26 Days, 13 Hours, 58 Minutes


----------



## kcmillin (Feb 25, 2011)

HA......Since were comparing

36 days, 9 hours and 5 minutes...................................................and counting :big:

Probably $100,000 worth of education here too :big: :big: 

thanks all

Kel


----------



## joe d (Feb 25, 2011)

Ha Kel... I beat you....36 days, 20 hours, and 31 minutes..... ;D


----------



## Foozer (Feb 25, 2011)

33 days, 14 hours and 47 minutes

and if I forget what color the "Brides Eyes Are!" then it would be time spent to my own undoing, Blue I think?

Robert


----------



## kcmillin (Feb 25, 2011)

joe d  said:
			
		

> Ha Kel... I beat you....36 days, 20 hours, and 31 minutes..... ;D



36 days, 9 hours and 12 minutes.

I'm catching up :big:

Kel


----------



## joe d (Feb 25, 2011)

kcmillin  said:
			
		

> 36 days, 9 hours and 12 minutes.
> 
> I'm catching up :big:
> 
> Kel



Dang... the pressure....


----------



## ozzie46 (Feb 25, 2011)

56 days 16 hrs 48 min. But who's counting! : :

  Probably why I don't get more done.  ;D ;D

 Ron


----------



## Metal Butcher (Feb 25, 2011)

Total time logged in: 42 days, 49 minutes.

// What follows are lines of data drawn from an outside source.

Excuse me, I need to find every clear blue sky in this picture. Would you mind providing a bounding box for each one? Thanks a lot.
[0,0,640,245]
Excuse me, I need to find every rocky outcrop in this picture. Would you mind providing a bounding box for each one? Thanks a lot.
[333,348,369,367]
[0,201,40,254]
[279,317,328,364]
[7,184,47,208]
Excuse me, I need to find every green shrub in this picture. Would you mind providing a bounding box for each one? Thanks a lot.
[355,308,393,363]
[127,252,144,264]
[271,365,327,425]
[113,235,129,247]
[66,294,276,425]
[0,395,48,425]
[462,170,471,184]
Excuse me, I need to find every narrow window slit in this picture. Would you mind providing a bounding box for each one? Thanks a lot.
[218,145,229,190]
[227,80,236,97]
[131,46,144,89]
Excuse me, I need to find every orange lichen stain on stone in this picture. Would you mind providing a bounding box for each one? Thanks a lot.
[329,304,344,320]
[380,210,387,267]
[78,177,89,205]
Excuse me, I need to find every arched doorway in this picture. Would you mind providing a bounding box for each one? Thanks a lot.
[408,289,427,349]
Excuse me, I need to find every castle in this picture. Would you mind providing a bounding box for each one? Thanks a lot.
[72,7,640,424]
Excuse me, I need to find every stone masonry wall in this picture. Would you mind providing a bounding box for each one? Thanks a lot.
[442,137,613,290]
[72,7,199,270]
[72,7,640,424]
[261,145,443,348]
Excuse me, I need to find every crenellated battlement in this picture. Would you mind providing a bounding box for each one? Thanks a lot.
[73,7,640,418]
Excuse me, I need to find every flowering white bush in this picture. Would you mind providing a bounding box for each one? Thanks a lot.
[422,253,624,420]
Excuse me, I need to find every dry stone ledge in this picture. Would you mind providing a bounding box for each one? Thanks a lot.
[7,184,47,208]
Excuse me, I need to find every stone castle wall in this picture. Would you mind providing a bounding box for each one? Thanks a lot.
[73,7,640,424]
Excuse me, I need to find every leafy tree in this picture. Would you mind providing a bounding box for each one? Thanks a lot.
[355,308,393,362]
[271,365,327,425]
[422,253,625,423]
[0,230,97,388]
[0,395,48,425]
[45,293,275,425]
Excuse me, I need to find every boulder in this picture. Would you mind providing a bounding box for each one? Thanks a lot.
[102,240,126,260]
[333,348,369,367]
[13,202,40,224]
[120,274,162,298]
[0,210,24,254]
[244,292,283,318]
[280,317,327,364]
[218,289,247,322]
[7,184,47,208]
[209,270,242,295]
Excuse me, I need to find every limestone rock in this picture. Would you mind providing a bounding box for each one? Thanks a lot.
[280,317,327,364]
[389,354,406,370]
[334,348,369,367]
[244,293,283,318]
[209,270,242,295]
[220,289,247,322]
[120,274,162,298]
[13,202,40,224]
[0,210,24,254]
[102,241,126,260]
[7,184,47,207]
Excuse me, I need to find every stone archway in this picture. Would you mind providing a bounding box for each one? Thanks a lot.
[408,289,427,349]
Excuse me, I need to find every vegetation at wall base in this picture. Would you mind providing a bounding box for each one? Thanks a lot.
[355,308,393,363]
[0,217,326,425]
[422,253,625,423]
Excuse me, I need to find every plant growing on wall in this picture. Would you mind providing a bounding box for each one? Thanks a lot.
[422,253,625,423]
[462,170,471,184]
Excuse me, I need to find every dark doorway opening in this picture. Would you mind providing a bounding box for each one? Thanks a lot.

Lurking time is probably double or triple that.

That's why I only mange to build a few.

Too much talk, and not enough work!

-MB


----------



## Troutsqueezer (Feb 25, 2011)

Half the fun of this hobby for me is thinking about what I want to do. For instance, I have a lot of fun thinking about what it must be like to make five Upshurs at once. Actually doing it, I dunno......sounds like a lot of work. :big:


----------



## Bill Gruby (Feb 26, 2011)

Dennis;

 Think of it this way -- Work is what you do for fun, a job is how you pay for it. Now, when ya gonna start? Thm:

 "Bill Gruby"


----------



## Noitoen (Feb 26, 2011)

12 days, 2 hours and 13 minutes.

BTW how is this time counted?


----------



## tel (Feb 26, 2011)

Erm ... in days, hours and minutes I think! 

44 days, 15 hours and 40 minutes for me


----------



## cl350rr (Feb 26, 2011)

6/4/28... Time well spent 

R


----------



## rake60 (Feb 26, 2011)

Let's see,
July 08, 2007, 04:46:35 PM until now but not logged in all of that time.

I hate math so anyone interested can figure that out.  scratch.gif

Time well spent? 
*I think it has been! * 

Rick


----------



## nfk (Mar 7, 2011)

There is no way a could catch up with any of you!
 :bow:

BTW, i did`n start this topic as a competition, i just was in good mood and enjoying the forum  (you all beat me!)

Norberto


----------



## Herbiev (Mar 8, 2011)

Nearly 2 days. Still got a lot of reading and learning and loving it


----------



## o.h.cam (Mar 8, 2011)

yes, I'm knocking on the door at the two day mark myself,most of it what you guys call "lurking" but rest assured I mean you no harm,,,,,,,,,,,,now, TAKE ME TO YOUR LEADER!!!!!!!!!


----------